Vertice sul nucleare – AFP
“In molti Paesi, il possesso di materiale nucleare per la vendita non è un crimine”: è quanto afferma il sottosegretario Usa al controllo delle armi, Rose Gottemoeller, mentre si svolge a Washington il Summit sulla sicurezza nucleare. Sono circa 50 i leader mondiali che vi prendono parte oltre ad alcune organizzazioni internazionali e l’Unione europea. Assente la Russia, uno dei nove Stati in possesso di bombe atomiche. Dell’assenza di Mosca e delle sfide più attuali e urgenti, Fausta Speranza ha parlato con Raffaele Marchetti, docente di relazioni internazionali all’Università Luiss:
R. – Certamente questa è un’assenza molto pesante dovuta ai dissidi, alle tensioni ancora molto forti fra gli Stati Uniti, l’Occidente e la Russia ed è un’assenza che in qualche modo pregiudica l’intero Summit: la Russia è un attore di primissimo piano all’interno della dimensione nucleare, degli armamenti nucleari e quindi la sua assenza non permette di raggiungere nessun tipo di risoluzione significativa. Da questo punto di vista, è una sconfitta per Obama.
D. – Tanti i temi da trattare. Dalle inchieste dopo i fatti di Parigi e di Bruxelles emerge che i terroristi spiavano le centrali nucleari. Dunque ci sono anche elementi di stretta attualità …
R. – Certo, l’attualità riguarda due temi. Da un lato, la questione nordcoreana che naturalmente è di grande preoccupazione, soprattutto per gli attori dell’area asiatica orientale, e, dall’altro, la questione del terrorismo. Ci sono indiscrezioni che confermano che alcune cellule stessero studiando le centrali nucleari in Belgio e questo naturalmente è fonte di grande preoccupazione. Le centrali nucleari hanno dei sistemi di protezione, però è anche vero che un attacco di tipo terroristico forse non era stato preventivato del tutto e quindi è necessario pensare ad un rafforzamento dei sistemi di sicurezza di tutti gli impianti nucleari. È chiaro che un attacco ad una centrale nucleare avrebbe conseguenze catastrofiche.
D. – Sicuramente questo incontro voluto da Obama a partire dal 2009 è per il terrorismo, ma ci si vuole occupare anche delle armi atomiche sviluppate dagli Stati. Su questo ci sono progressi?

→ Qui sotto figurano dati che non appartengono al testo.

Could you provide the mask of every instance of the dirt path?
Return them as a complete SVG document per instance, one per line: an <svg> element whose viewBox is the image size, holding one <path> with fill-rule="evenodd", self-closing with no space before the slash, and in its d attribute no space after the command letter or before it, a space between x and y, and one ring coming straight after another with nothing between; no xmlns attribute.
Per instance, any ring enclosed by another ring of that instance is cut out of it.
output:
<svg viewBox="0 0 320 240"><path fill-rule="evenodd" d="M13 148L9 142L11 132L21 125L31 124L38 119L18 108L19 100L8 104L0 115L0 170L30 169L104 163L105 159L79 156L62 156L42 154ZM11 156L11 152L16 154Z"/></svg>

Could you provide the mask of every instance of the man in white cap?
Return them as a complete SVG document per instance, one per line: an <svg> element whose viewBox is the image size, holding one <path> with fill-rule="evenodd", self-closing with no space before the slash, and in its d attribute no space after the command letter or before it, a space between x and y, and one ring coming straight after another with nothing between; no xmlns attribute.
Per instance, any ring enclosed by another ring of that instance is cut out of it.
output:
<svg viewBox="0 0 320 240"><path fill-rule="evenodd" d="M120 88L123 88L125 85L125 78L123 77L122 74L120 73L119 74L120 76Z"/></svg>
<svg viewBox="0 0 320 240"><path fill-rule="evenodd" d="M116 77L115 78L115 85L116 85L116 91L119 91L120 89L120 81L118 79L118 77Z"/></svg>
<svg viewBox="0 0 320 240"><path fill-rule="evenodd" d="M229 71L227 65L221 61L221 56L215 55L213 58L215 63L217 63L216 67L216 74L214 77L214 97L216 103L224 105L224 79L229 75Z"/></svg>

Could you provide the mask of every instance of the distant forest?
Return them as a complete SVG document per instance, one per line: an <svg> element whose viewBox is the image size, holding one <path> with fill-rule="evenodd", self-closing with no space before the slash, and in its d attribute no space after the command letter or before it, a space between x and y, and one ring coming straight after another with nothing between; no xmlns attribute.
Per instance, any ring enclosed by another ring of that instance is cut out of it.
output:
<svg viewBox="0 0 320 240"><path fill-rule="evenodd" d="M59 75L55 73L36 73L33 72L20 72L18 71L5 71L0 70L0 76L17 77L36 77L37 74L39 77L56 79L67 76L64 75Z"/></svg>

R. – Certamente il progresso maggiore, il successo di Obama è l’accordo con l’Iran dell’autunno scorso. Quello è l’accordo più significativo che però ancora, ad esempio, non prevede la partecipazione dell’Iran a questo summit. Il Paese continua ad essere escluso. Quello è un successo. Invece i fallimenti, naturalmente, hanno a che vedere con la questione della Corea del Nord e con il raffreddamento generale del rapporto con la Russia.
D. – Archiviata la preoccupazione sul riarmo non convenzionale di Teheran, è la Corea del Nord a rappresentare la minaccia nucleare maggiore…
R. – Certo, è sicuramente il problema più importante, più significativo anche se non possiamo escludere, da una parte, che questo sdoganamento della questione iraniana spinga i suoi competitors locali – in primis l’Arabia Saudita – ad aumentare gli armamenti – cosa che già sta succedendo – e possibilmente anche pensare all’ipotesi nucleari. Dall’altra parte, sono preoccupanti anche le dichiarazioni di Trump candidato possibile, probabile, per i repubblicani alle presidenziali americane, il quale in un’intervista ha sostenuto che sia bene che la Corea del Sud e il Giappone si dotino di armi nucleari per bilanciare sia la Corea del Nord che la Cina. Naturalmente in questo scenario le affermazioni di Trump vanno sempre prese con molta cautela, ma se lui dovesse diventare presidente degli Stati Uniti, se questo fosse il nuovo indirizzo di politica estera americana riguardo gli armamenti in Asia orientale, certamente sarebbe un cambio radicale. Gli Stati Uniti non hanno mai sostenuto il riarmo nucleare della Corea del Sud e del Giappone e certamente aumenterebbe di molto la tensione nell’area.